A recent study found over $25 billion in fines and fees presently outstanding in the United States, imposed as a result of interactions with the criminal justice system. The full amount is dramatically higher, as only half the states provided data. Courts impose fines as monetary infractions for violating criminal, traffic, and municipal laws. Numerous hefty fees are typically tacked onto the fines to fund specific legal system costs or to fund government operations more generally. Fees tend to operate as a regressive tax.

Unlike credit card or other unsecured debt, these unpaid obligations can result in draconian consequences—including the threat of actual incarceration for nonpayment, suspension of drivers’ licenses, and denial of the right to vote. The over-policing of communities of color and the racial wealth gap mean that these harsh consequences fall disproportionately on persons of color.  See generally NCLC’s Clearing the Path to a New Beginning: A Guide to Discharging Criminal Justice Debt in Bankruptcy (Oct. 2020) and NCLC’s Criminal Justice Debt in the South (Dec. 2018).

 For a detailed discussion of the various types of criminal justice debt, and consumer tactics to reduce the debt or avoid the worst consequences of nonpayment, see NCLC’s Collection Actions Chapter 11. The chapter considers defenses based on federal and state constitutional protections, inability to pay, right to counsel in the criminal case, statute of limitations, and exemptions, as well as approaches to reduce or eliminate the debt and affirmative litigation against criminal justice debt abuses. This article instead focuses only on how practitioners can use bankruptcy to discharge certain types of criminal justice debt. 

Bankruptcy Can Eliminate Some Types of Criminal Justice Debt

At first glance, bankruptcy is not a promising approach to dealing with criminal justice debt:  criminal fines imposed in sentencing orders and victim restitution may not be dischargeable in bankruptcy.  Exempted from discharge in a chapter 7 bankruptcy case is a “fine, penalty, or forfeiture payable to and for the benefit of a governmental unit [that] is not compensation for actual pecuniary loss.”  Bankruptcy Code, 11 U.S.C. § 523(a)(7).  An exception to discharge for chapter 13 cases covers debts for “restitution, or a criminal fine, included in a sentence on the debtor’s conviction of a crime.” Bankruptcy Code, 11 U.S.C. § 1328(a)(3).

Reform of the Bankruptcy Code is essential to ensuring that bankruptcy affords a true fresh start for those with criminal justice debt and to avoiding some of the debt’s most draconian consequences.

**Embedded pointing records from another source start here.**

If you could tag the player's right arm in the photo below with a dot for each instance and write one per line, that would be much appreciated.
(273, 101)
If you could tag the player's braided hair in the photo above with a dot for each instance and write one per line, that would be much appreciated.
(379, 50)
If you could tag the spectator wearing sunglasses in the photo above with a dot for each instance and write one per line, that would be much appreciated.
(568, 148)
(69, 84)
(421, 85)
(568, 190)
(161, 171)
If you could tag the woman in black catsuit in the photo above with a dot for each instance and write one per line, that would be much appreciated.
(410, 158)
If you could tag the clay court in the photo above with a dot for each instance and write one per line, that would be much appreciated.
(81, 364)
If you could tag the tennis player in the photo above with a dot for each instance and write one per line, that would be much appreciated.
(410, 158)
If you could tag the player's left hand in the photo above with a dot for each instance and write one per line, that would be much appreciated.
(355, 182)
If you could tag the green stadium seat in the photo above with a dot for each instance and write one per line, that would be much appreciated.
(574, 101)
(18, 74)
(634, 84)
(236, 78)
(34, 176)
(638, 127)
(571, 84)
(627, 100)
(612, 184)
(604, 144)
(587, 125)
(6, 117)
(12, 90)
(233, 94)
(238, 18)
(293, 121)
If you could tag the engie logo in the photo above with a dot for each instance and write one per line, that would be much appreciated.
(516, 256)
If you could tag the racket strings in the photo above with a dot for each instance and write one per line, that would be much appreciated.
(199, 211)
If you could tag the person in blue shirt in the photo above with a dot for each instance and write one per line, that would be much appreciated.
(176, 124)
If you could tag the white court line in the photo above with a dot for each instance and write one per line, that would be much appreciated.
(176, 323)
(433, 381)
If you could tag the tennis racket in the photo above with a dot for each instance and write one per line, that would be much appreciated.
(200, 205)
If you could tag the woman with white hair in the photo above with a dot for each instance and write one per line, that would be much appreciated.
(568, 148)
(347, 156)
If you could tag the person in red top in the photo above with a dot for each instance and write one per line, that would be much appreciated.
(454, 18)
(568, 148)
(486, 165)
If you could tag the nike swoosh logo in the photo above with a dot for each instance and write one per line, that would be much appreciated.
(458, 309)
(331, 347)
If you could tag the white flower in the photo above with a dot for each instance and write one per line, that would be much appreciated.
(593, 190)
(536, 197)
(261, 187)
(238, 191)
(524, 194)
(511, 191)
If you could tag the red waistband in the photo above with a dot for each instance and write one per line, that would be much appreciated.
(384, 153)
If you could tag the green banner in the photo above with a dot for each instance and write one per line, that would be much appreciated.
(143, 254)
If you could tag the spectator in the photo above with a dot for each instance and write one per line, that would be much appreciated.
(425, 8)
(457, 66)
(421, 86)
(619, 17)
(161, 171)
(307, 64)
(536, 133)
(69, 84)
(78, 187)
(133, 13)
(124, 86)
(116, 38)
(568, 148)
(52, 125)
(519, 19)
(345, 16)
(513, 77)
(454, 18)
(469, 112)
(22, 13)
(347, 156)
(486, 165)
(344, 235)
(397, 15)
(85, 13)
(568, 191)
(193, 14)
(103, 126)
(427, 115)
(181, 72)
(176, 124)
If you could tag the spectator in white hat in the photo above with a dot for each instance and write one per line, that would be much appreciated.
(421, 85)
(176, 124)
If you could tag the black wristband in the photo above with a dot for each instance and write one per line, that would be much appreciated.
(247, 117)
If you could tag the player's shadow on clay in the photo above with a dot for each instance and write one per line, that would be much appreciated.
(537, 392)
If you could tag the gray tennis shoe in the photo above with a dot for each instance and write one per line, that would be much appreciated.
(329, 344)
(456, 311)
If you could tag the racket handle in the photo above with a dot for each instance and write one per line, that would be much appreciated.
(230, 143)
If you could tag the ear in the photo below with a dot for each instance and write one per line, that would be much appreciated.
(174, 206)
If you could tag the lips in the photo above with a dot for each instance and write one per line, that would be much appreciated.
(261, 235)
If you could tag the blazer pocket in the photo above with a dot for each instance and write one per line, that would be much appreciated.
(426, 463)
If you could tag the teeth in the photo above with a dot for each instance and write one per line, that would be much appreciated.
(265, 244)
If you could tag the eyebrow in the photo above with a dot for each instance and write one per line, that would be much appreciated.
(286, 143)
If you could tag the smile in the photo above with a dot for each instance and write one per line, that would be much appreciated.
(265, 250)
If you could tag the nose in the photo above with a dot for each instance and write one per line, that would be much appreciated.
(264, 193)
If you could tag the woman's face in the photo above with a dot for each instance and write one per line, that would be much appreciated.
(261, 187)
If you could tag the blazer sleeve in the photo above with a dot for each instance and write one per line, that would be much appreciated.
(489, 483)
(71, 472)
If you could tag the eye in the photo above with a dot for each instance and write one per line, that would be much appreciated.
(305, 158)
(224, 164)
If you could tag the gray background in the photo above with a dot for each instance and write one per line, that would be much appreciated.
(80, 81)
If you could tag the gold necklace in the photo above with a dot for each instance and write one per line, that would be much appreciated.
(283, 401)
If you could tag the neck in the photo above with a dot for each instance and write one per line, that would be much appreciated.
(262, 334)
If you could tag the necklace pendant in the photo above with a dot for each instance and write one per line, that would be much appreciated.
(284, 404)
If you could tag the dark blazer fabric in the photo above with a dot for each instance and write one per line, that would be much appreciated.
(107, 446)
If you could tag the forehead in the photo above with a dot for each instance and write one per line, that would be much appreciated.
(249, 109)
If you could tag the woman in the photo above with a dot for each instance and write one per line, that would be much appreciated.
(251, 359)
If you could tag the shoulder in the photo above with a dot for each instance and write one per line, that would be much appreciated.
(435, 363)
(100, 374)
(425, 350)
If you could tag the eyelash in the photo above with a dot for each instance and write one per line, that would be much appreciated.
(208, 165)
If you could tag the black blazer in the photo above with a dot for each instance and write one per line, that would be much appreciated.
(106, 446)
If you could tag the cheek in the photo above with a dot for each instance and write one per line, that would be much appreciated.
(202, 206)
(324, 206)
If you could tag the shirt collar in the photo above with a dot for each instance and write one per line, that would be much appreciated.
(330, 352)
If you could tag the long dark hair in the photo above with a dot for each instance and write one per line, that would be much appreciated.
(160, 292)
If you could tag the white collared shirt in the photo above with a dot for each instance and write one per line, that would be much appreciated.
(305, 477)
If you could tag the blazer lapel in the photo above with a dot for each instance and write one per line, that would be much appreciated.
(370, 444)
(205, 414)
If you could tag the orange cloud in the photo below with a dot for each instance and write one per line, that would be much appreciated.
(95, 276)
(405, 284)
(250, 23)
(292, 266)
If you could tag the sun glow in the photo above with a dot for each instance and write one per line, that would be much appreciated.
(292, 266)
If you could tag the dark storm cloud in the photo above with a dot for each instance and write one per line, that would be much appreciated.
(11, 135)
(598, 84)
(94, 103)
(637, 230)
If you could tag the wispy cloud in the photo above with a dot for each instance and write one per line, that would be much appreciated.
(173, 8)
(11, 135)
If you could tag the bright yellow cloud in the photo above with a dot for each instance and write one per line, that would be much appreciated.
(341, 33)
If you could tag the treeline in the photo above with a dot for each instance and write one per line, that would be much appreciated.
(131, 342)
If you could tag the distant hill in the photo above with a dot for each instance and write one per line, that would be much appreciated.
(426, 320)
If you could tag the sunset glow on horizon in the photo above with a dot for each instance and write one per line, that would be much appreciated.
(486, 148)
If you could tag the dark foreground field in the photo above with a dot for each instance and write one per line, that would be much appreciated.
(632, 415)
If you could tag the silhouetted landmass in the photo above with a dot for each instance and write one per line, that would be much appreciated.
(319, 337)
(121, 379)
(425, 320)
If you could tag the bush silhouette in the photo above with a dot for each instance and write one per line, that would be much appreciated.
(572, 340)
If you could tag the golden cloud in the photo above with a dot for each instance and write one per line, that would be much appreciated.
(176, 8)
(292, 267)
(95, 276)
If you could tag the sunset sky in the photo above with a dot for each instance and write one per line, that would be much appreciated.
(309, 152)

For example, fines imposed outside of adult criminal convictions could be made dischargeable, and those imposed as part of a criminal conviction could become dischargeable following a waiting period. Another possibility, which could be implemented alongside this, is to explicitly provide that all fees, charges, and surcharges imposed as part of a criminal proceeding be dischargeable in bankruptcy. 

But even with this need for reform concerning the dischargeability of fines and restitution, certain criminal justice debt may be dischargeable in a bankruptcy. The example below will provide a good introduction to how bankruptcy can reduce certain criminal justice debts, with far more detail found in four important NCLC resources:

 An Illustrative Example of Bankruptcy’s Ability to Reduce Criminal Justice Debt

Here is an example showing where bankruptcy might be successfully used to eliminate an individual’s criminal justice debt—in this case, possibly 78% may be dischargeable. While few cases present this proportion of criminal justice debt that may be dischargeable, the example is useful as an illustration. 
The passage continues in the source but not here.